The girl was different, small and strange, with white hair that she wore loose down her back like an unmarried woman, seemingly oblivious to the glares and disapproving clucking of the teachers and the staff. She told the students peculiar stories of flying ships and underground castles, of monsters who ate earth, and birds that rose on wings of flame. Often, she went barefoot in the halls, and the smell of fresh paint never seemed to fade, as she was always starting on some new project or other, drawing a map over one of the classroom walls or covering the ceiling of the girls’ dormitory with irises.

“Not much of an artist,” sniffed one of the teachers.

“Certainly has an imagination, though,” the other replied, peering skeptically at the white dragon that curled around the banister of the stairs.

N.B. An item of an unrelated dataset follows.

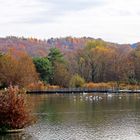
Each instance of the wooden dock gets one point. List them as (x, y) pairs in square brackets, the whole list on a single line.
[(80, 90)]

The students learned math and geography, science and art. Tradesmen were brought in from local towns and villages to offer apprenticeships. The new King hoped to abolish the draft in a few years’ time, and if he succeeded, every Ravkan would need some kind of trade. When the children were tested for Grisha powers, they were allowed to choose whether or not to go to the Little Palace, and they were always welcome back at Keramzin. At night, they were told to keep the young King in their prayers—Korol Rezni who would keep Ravka strong.

* * *

EVEN IF THE BOY and the girl weren’t quite nobility, they certainly had friends in high places. Presents arrived frequently, sometimes marked with the royal seal: a set of atlases for the library, sturdy wool blankets, a new sleigh and a pair of matched white horses to pull it. Once a man arrived with a fleet of toy boats that the children launched on the creek in a miniature regatta. The teachers noted that the stranger was young and handsome, with golden hair and hazel eyes, but most definitely odd. He stayed late to dinner and never once removed his gloves.

Every winter, during the feast of Sankt Nikolai, a troika would make its way up the snowy road and three Grisha would emerge dressed in furs and thick wool kefta—red, purple, and blue—their sledge weighted down with presents: figs and apricots soaked in honey, piles of walnut candies, mink-lined gloves, and boots of butter-soft leather. They stayed up late, long after the children had gone to bed, talking and laughing, telling stories, eating pickled plums and roasting lamb sausages over the fire.

That first winter, when it was time for her friends to leave, the girl ventured out into the snow to say goodbye, and the stunning raven-haired Squaller handed her another gift.

“A blue kefta,” said the math teacher, shaking her head. “What would she do with that?”

“Maybe she knew a Grisha who died,” replied the cook, taking note of the tears that filled the girl’s eyes. They did not see the note that read, You will always be one of us.

The boy and the girl had both known loss, and their grief did not leave them. Sometimes he would find her standing by a window, fingers playing in the beams of sunlight that streamed through the glass, or sitting on the front steps of the orphanage, staring at the stump of the oak next to the drive. Then he would go to her, draw her close, and lead her to the shores of Trivka’s pond, where the insects buzzed and the grass grew high and sweet, where old wounds might be forgotten.

She saw sadness in the boy too. Though the woods still welcomed him, he was separate from them now, the bond born into his bones burned away in the same moment that he’d given up his life for her.

But then the hour would pass, and the teachers would catch them giggling in a dim hallway or kissing by the stairs. Besides, most days were too full for mourning. There were classes to teach, meals to prepare, letters to write. When evening fell, the boy would bring the girl a glass of tea, a slice of lemon cake, an apple blossom floating in a blue cup. He would kiss her neck and whisper new names in her ear: beauty, beloved, cherished, my heart.

They had an ordinary life, full of ordinary things—if love can ever be called that.